Quels que soient ses mérites, Nicolas Sarkozy traîne comme un boulet son statut de président sortant. Les effets de la crise, 600 000 chômeurs de plus, une dette qui a augmenté de 500 milliards, une bonne santé insolente de l’économie allemande qui souligne les limites du modèle français : qui pourrait être réélu dans ces conditions ?
S’ajoute la rumeur des « scandales». Aucune des affaires n’étant arrivée à son terme, la présomption d’innocence devrait jouer à plein, mais le chef de l’Etat n’en est pas moins fragilisé par l’accumulation de dossiers où ses proches ont été mis en examen.
Par contraste, François Bayrou ne traîne aucune casserole, il a fait de la lutte contre les déficits une priorité depuis plus de cinq ans, il dispose d’un réel crédit de popularité au-delà de la droite.
Aucun des arguments avancés contre lui ne résiste sérieusement à l’analyse.
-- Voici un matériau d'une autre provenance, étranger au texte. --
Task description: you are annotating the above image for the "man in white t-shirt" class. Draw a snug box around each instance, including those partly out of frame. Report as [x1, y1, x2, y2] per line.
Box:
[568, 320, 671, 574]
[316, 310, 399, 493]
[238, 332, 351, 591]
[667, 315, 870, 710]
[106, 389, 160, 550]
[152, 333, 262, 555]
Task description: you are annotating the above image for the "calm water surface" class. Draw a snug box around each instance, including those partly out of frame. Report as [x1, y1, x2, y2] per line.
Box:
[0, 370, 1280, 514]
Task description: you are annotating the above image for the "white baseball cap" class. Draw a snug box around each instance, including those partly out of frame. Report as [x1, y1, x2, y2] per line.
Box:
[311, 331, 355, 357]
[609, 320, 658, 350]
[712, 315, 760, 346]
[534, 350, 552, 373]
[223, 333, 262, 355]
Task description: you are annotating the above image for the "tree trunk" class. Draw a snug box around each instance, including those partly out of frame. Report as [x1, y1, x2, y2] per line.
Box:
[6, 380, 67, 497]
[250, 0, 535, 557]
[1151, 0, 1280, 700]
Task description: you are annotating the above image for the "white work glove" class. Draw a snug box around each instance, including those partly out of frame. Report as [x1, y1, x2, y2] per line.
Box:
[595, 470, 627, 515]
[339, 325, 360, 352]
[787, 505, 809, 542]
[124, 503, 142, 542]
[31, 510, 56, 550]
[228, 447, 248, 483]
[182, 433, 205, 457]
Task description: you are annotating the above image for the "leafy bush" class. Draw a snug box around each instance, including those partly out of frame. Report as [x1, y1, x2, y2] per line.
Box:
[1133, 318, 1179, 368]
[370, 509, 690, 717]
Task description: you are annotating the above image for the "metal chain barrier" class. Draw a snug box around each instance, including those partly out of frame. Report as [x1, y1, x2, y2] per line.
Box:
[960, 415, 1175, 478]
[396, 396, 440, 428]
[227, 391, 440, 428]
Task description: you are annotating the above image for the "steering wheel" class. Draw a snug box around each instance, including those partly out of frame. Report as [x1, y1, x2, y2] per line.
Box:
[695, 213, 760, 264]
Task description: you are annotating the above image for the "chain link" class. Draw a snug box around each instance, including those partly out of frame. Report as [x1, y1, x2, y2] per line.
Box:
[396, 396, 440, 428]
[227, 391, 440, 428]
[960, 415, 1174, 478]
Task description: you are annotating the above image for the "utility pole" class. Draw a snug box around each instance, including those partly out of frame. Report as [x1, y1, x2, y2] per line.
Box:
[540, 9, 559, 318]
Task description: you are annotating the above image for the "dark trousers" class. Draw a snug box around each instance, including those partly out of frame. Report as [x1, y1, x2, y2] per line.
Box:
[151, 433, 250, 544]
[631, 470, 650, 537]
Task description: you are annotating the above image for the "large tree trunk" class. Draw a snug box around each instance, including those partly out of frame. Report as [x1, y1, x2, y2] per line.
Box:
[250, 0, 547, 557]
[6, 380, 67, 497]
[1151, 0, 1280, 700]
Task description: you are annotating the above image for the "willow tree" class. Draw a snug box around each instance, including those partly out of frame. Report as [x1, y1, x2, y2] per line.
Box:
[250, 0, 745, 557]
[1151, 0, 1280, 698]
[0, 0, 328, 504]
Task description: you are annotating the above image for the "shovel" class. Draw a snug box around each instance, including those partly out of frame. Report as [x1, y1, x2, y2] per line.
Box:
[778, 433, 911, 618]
Il manquerait d’expérience ? Il en a en fait plus que François Hollande, qui n’a jamais été ministre. Il n’aurait pas de majorité pour gouverner ? Les Français ont toujours donné une majorité en juin au président de mai, et il suffit d’entendre Alain Juppé ou Jean-Pierre Raffarin pour comprendre que François Bayrou n’aurait pas grand mal à réunir les forces du centre et de la droite modérée.
Au fond, il ne reste qu’une explication au loyalisme des électeurs de Nicolas Sarkozy : un attachement presque mystique au clivage droite-gauche, et donc une rancœur vis-à-vis de la position centriste de François Bayrou, qui prétend le remettre en cause.
Bien sûr, François Bayrou n’incarne pas la droite, mais celle-ci peut se retrouver dans ses propositions (comme du reste une partie de la gauche modérée). En démocratie, il n’est pas rare que chaque camp doive retenir la position la plus compatible avec l’autre - et il n’existe pas aujourd’hui de majorité pour réélire Nicolas Sarkozy.
La comparaison avec l’attitude des électeurs socialistes est de ce point de vue frappante. Ceux-ci ont jeté leur dévolu sur Hollande uniquement parce qu’il avait le plus de chances de gagner. Pas parce qu’il avait une expérience d’homme d’Etat : Martine Aubry était mieux armée que lui de ce point de vue. Pas parce qu’il incarne la pureté idéologique de la gauche : là encore, Martine Aubry aurait davantage fait l’affaire. Non, ils l’ont choisi parce que c’était celui qui avait le plus de chances de gagner et qu’après dix ans d’opposition, ils voulaient absolument une victoire.
Les électeurs de droite seront-ils capables de la même maturité ? Il suffirait qu’un tiers de ceux qui s’apprêtent à voter Nicolas Sarkozy se reportent sur François Bayrou pour propulser celui-ci au second tour et mettre sérieusement en péril François Hollande. A défaut, la droite française se prépare à laisser les clés du pays à un front de gauche qui a fait campagne comme si la crise n’existait pas. A supposer que la France puisse se permette d’attendre, cela lui donnera toujours cinq ans de réflexion.